Entramos en casa de don Alonso y
echáronnos en dos camas con mucho tiento, porque no se nos desparramasen
los huesos de puro roídos de la hambre. Trujeron exploradores que nos
buscasen los ojos por toda la cara, y a mí, como había sido mi
trabajo mayor y la hambre imperial, que al fin me trataban como a criado, en
buen rato no me los hallaron. Trujeron médicos y mandaron que nos
limpiasen con zorras el polvo de las bocas, como a retablos, y bien lo
éramos de duelos. Ordenaron que nos diesen sustancias y pistos.
¡Quién podrá contar, a la primera almendrada y a la primera
ave, las luminarias que pusieron las tripas de contento? Todo les hacía
novedad. Mandaron los dotores que por nueve días no hablase nadie recio
en nuestro aposento, porque como estaban huecos los estómagos sonaba en
ellos el eco de cualquiera palabra.
Con estas y otras prevenciones
comenzamos a volver y cobrar algún aliento, pero nunca podían las
quijadas desdoblarse, que estaban magras y alforzadas, y así se dio
orden que cada día nos las ahormasen con la mano del almirez.

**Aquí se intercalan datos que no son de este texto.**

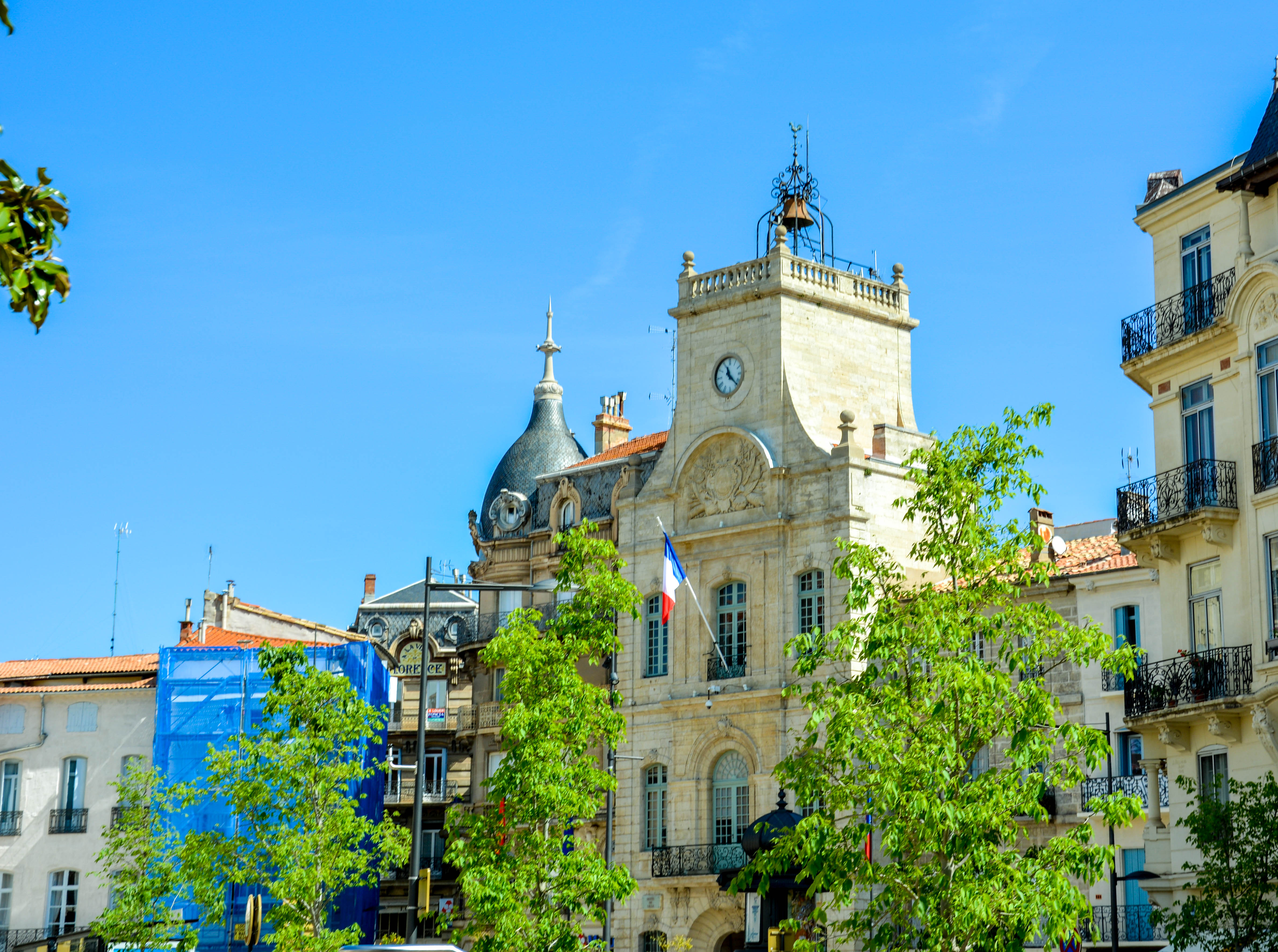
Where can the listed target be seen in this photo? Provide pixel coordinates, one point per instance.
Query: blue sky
(312, 244)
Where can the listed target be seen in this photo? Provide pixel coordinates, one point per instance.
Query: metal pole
(1114, 862)
(415, 870)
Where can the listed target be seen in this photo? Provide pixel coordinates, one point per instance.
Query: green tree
(931, 725)
(1238, 907)
(29, 220)
(140, 863)
(530, 882)
(301, 838)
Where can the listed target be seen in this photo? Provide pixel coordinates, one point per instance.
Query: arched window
(63, 899)
(812, 601)
(82, 716)
(731, 799)
(655, 807)
(657, 661)
(654, 942)
(731, 629)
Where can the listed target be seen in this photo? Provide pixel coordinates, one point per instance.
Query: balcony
(717, 671)
(68, 821)
(480, 717)
(1189, 679)
(1176, 494)
(1176, 318)
(1128, 786)
(1134, 924)
(710, 859)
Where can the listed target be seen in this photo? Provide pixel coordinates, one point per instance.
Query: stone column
(1244, 228)
(1153, 807)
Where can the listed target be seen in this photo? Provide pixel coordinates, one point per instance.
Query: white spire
(549, 389)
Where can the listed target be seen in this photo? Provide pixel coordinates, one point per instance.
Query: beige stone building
(1204, 705)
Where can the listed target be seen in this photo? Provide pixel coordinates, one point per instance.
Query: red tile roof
(64, 668)
(641, 444)
(224, 638)
(64, 688)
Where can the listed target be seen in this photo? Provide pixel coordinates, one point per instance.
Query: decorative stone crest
(1266, 312)
(726, 477)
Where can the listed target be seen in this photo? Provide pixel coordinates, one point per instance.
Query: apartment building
(1207, 353)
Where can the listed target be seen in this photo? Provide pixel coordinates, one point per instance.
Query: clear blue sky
(312, 243)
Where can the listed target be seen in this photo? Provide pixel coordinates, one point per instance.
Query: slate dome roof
(545, 446)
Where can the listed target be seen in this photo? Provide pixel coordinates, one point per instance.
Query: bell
(795, 214)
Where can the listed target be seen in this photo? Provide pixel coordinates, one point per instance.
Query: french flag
(672, 578)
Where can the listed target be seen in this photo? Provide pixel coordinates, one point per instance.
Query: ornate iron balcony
(1137, 785)
(1176, 318)
(1134, 924)
(1265, 464)
(1189, 679)
(1178, 492)
(717, 671)
(709, 859)
(68, 821)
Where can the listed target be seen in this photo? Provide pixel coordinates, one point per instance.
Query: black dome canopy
(545, 446)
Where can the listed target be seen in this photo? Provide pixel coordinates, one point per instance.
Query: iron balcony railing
(68, 821)
(1178, 492)
(1189, 679)
(710, 859)
(1176, 318)
(1265, 464)
(1135, 785)
(717, 671)
(1134, 924)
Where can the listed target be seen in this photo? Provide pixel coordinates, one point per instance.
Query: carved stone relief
(728, 476)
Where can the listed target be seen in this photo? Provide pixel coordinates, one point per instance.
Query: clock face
(728, 375)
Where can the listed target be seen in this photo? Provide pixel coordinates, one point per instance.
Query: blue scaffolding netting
(207, 696)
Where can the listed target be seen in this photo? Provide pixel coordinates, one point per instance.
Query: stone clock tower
(794, 413)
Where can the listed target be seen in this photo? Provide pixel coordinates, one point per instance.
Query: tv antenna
(1129, 459)
(674, 353)
(121, 529)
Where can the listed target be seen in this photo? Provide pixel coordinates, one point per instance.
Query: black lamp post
(767, 910)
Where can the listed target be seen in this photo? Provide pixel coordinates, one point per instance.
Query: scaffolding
(206, 697)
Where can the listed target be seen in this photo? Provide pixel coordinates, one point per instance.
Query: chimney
(1045, 527)
(185, 629)
(611, 427)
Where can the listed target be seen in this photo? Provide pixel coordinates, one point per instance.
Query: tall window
(1206, 605)
(655, 807)
(659, 642)
(75, 775)
(812, 601)
(6, 899)
(731, 623)
(731, 799)
(63, 896)
(1199, 427)
(1215, 775)
(11, 780)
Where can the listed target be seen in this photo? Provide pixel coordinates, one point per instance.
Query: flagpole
(697, 602)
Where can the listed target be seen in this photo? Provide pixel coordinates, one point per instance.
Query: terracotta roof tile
(62, 668)
(224, 638)
(68, 688)
(641, 444)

Levantábamonos a hacer pinicos dentro de cuarenta días, y
aún parecíamos sombras de otros hombres, y en lo amarillo y flaco
simiente de los Padres del yermo. Todo el día gastábamos en dar
gracias a Dios por habernos rescatado de la captividad del fierísimo
Cabra, y rogábamos al Señor que ningún cristiano cayese en
sus manos crueles. Si acaso, comiendo, alguna vez nos acordábamos de las
mesas del mal pupilero, se nos aumentaba la hambre tanto que
acrecentábamos la costa aquel día. Solíamos contar a don
Alonso cómo al sentarse en la mesa nos decía males de la gula (no
habiéndola él conocido en su vida), y reíase mucho cuando
le contábamos que en el mandamiento de No matarás, metía perdices y
capones, gallinas y todas las cosas que no quería darnos, y, por el
consiguiente, la hambre, pues parecía que tenía por pecado el
matarla, y aun el herirla, según regateaba el comer.

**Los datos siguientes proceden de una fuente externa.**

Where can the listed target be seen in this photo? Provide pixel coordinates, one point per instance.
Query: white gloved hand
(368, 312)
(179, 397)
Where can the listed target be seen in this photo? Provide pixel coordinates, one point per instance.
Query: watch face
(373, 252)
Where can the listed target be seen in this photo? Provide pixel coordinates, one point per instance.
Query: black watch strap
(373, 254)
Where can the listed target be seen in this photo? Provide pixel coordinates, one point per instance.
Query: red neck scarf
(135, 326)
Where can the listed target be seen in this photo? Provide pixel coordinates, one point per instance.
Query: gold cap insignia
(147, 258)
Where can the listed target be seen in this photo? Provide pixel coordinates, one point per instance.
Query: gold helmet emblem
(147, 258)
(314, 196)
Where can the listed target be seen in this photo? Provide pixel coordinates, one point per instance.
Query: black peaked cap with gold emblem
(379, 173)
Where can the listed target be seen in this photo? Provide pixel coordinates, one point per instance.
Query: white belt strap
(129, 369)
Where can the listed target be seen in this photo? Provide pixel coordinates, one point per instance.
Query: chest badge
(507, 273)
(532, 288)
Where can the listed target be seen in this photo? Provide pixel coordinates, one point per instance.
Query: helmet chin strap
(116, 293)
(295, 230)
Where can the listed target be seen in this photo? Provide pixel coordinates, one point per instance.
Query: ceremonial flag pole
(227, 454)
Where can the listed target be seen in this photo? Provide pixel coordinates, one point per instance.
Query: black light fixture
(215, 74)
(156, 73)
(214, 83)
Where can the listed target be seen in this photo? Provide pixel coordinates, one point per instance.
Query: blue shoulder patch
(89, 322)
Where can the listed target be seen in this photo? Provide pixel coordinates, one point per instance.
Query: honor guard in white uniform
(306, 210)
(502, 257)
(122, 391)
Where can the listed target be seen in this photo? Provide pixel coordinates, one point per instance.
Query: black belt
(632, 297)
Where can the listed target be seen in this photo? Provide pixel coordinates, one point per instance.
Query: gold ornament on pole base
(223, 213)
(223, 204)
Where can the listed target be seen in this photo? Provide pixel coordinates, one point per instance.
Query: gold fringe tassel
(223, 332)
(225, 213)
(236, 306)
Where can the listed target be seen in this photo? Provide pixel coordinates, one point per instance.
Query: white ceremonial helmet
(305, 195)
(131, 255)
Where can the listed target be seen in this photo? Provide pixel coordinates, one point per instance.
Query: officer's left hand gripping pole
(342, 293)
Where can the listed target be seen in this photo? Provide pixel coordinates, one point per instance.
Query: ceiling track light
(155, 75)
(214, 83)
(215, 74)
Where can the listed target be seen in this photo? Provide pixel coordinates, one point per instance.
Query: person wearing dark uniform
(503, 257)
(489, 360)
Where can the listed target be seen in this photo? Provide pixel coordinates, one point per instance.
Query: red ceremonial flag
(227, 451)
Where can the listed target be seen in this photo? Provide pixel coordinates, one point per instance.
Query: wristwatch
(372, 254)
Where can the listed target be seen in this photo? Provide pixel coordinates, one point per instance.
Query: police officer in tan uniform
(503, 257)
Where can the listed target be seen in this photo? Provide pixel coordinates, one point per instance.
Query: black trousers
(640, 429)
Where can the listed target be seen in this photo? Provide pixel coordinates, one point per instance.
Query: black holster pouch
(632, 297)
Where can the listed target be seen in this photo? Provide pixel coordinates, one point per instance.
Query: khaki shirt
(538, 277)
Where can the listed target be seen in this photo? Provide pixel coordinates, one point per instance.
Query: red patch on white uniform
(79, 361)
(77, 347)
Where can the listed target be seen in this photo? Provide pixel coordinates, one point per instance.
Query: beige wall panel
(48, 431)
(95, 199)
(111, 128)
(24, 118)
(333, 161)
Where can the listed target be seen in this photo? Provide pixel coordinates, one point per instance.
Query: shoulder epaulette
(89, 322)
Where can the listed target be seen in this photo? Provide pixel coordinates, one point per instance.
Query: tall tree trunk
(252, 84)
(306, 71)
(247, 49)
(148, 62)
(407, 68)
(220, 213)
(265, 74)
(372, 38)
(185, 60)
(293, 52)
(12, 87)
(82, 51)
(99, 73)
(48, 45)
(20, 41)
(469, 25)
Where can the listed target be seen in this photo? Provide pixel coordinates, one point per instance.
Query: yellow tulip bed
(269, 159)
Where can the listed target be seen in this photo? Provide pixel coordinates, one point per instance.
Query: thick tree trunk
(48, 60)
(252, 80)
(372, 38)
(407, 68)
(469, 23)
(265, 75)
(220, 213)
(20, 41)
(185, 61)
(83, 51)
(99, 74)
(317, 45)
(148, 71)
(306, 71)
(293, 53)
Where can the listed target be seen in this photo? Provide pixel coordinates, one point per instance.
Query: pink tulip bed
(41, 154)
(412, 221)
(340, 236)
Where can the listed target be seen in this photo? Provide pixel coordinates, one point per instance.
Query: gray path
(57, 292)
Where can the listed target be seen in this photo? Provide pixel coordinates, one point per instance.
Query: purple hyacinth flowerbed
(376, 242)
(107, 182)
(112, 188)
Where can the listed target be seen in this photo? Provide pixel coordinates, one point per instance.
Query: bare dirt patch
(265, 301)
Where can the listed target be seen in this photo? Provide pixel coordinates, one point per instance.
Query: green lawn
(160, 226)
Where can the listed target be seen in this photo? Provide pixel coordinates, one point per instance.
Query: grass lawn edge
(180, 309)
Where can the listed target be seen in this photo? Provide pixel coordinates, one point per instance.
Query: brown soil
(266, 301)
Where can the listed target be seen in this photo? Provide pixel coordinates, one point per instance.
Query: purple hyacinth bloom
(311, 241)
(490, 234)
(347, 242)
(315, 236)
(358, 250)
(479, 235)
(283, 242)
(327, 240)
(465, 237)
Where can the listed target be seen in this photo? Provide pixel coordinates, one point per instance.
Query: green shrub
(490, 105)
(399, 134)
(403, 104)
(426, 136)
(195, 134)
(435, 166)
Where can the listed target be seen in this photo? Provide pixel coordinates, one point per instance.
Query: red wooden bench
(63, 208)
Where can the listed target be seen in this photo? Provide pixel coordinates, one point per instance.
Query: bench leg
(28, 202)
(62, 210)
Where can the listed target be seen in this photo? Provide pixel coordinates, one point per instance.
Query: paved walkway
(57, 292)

Pasáronsenos tres meses en esto,
y, al cabo, trató don Alonso de enviar a su hijo a Alcalá a
estudiar lo que le faltaba de la Gramática. Díjome a mí si
quería ir, y yo, que no deseaba otra cosa sino salir de tierra donde se
oyese el nombre de aquel malvado perseguidor de estómagos, ofrecí
de servir a su hijo como vería. Y con esto diole un criado para ayo que
le gobernase la casa y tuviese cuenta del dinero del gasto, que nos daba
remitido en cédulas para un hombre que se llamaba Julián Merluza.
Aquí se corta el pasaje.